I'm waiting to see if any of my local b&m's get them ... If not I might grab one from u!


----------



## Joey_O (Sep 10, 2010)

Smoked one of these yesterday. I wouldn't pay for it and I'm glad I didn't have to. It was a very good cigar and I really enjoyed it. 

Typical Pepin cigar, just a bit more aged and a bit better made.


----------



## asmartbull (Aug 16, 2009)

I was gifted one from a very generous brother.
Fact is, I believe the My Father LB 1922 is a better cigar, especially
when you factor in price..........


----------



## dpcoz (Aug 24, 2010)

I saw them at Holt's last week during the Pepin Garcia event, $20 a stick, looked like they were selling, too. Not going to their website, I believe this is a limited release...


----------



## bn087 (Jun 22, 2009)

Received my 4 singles today. I was happy that the retailer gave me the DVD and Certificate of Authenticity with them...quite generous actually.

I didn't use price to sway my opinion like I do most cigars. But I'm a big DPG fan so I'm glad I did. Plus I never buy anything that will one day be rare or I may not smoke for a few years.

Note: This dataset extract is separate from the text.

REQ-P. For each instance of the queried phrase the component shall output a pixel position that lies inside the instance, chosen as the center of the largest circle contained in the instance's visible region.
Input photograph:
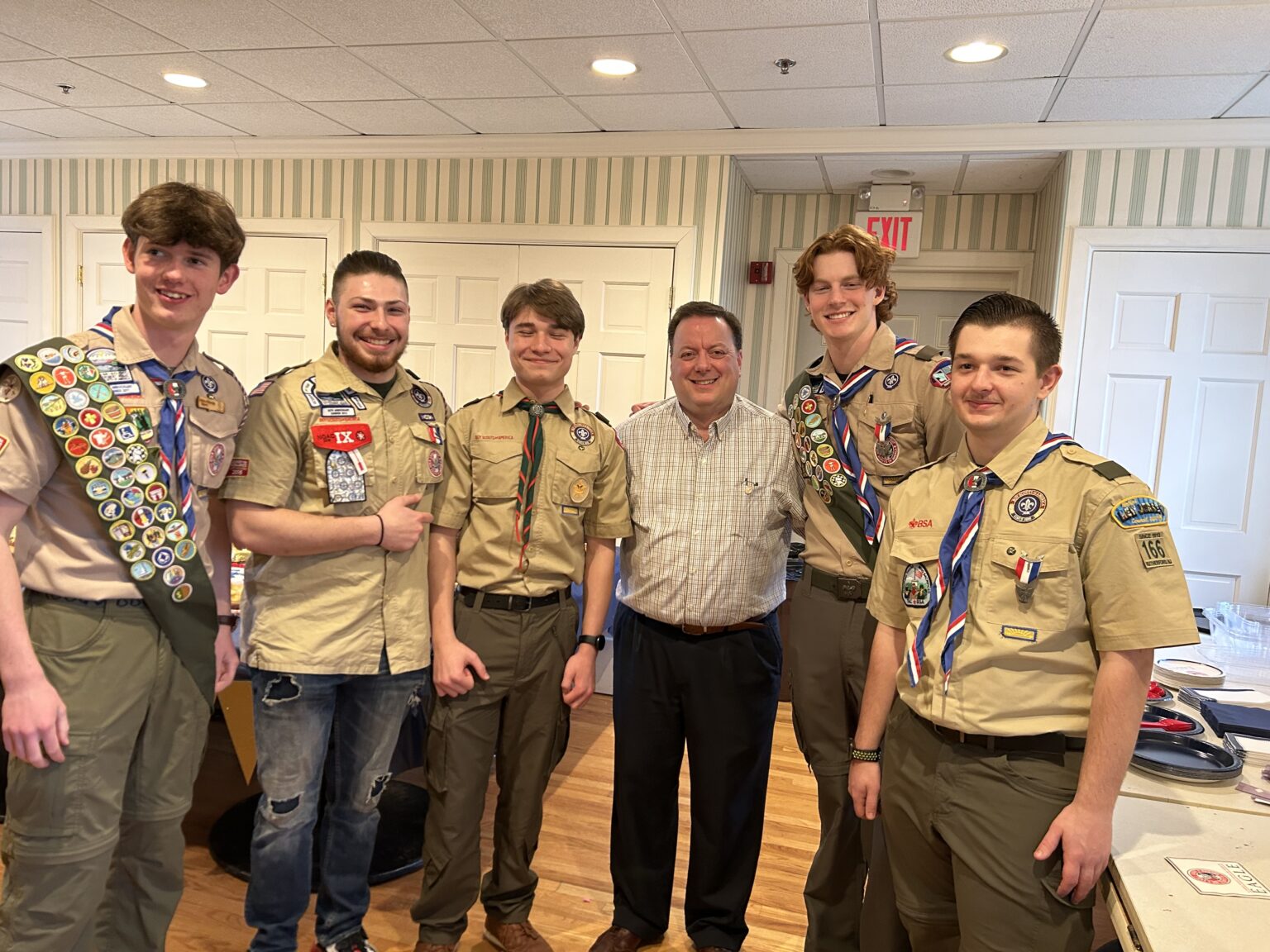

Hopefully the MF LE will blow me away...if not, I'll buy a pillow and blanket to let them rest gracefully. :boohoo:


----------



## SkinsFanLarry (Aug 21, 2009)

I got mine for $19.60 before taxes and with only 2,000 boxes being made I felt real lucky to get a hold of Box No. 71!


----------



## Kook (Apr 20, 2010)

Anyone know of any of these coming to Michigan?


----------



## ckay (May 10, 2010)

Here's a review. Take a look at the last third pics.

The Smoking Stogie-Cigar Reviews by someone who does not care what you think


----------



## cubanrob19 (Jun 15, 2010)

ckay said:


> Here's a review. Take a look at the last third pics.
> 
> The Smoking Stogie-Cigar Reviews by someone who does not care what you think


that stem is crazy!!!

Yea, I have heard some dissapointing reviews on this cigar ... which sucks, cause Im a really big fan of DP. But also, I think that maybe their getting bad reviews because the cigars their smoking dong have any resting time ... I think if you let them age some, they might not be as "Harsh" as a lot of people review them to be!
Im still gonna try to get one and let it rest in the humi for a while.


----------



## bn087 (Jun 22, 2009)

I'm in agreeance with cubanrob...I think they are shipping boxes as they are made which is making them quite hard to find + this also means they are fresh.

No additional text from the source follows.